横浜市のオープンデータへの取り組みを支援

 3点目のオープンデータの推進は、横浜市がこれまで行ってきた官民挙げてのオープンデータにかかわる取り組みを、マイクロソフトがさらに支援していく形で行われる。
 林市長は「横浜市はオープンデータ流通推進コンソーシアム(総務省)や電子行政オープンデータ実務者会議(内閣官房)などに参加してきた実績がある。市民の関心も強く、横浜オープンデータソリューション発展委員会によるオープンデータカタログサイト“横浜オープンデータポータル”も開設されており、市全体がオープンデータで新しいビジネスを起こそうと動いている」と横浜市の積極的な姿勢を強調する。

 マイクロソフトはこうした横浜市の機運を後押しするべく、同社のクラウドサービスであるWindows Azureを無償提供するほか、市内企業へのMicrosoft BizSparkの提供、オープンデータの活用を推進するアイデアソンやハッカソンの開催、マイクロソフトがグローバルで蓄積してきたオープンデータのノウハウや事例の紹介、といった施策が予定されている。
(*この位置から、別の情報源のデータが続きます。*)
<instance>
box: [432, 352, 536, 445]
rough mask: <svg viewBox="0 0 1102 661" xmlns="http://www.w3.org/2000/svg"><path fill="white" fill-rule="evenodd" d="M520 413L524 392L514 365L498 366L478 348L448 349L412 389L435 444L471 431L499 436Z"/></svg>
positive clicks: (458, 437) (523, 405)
 「Windows Azureのマーケットプレイスでは国連、欧州政府、米国政府、世界銀行など、多くのデータセットを提供しており、Excelへの直接ダウンロードなども可能。グローバルでオープンデータの流通基盤を支え、オープンデータによるアプリ開発を支援してきたマイクロソフトの実績を、横浜が国際都市としてのプレゼンスを上げるために役立ててほしい」(樋口社長)。

横浜市は官民挙げてオープンデータへの取り組みが活発な自治体として知られており、今回のマイクロソフトとの連携による経済的効果も大きく期待されている

 林市長と樋口社長は同じ時期にダイエーの再建事業で力を尽くした間柄でもある。「前職でも連携した林市長と再びこうした形で手を取り合えるのは光栄」(樋口社長)、「世界最高のICT技術をもつマイクロソフトの実績と横浜という街がもつパワーを組み合わせ、横浜から世界へと情報を発信していきたい」(林市長)と互いのポテンシャルに期待感を表明する両者。人材育成、女性支援、オープンデータ推進という3つの大きな課題を、1年の間にどれだけ前進させることができるのか、特に新しい取り組みであるオープンデータ推進による経済的効果に関しては今後とも各方面から注目が集まりそうだ。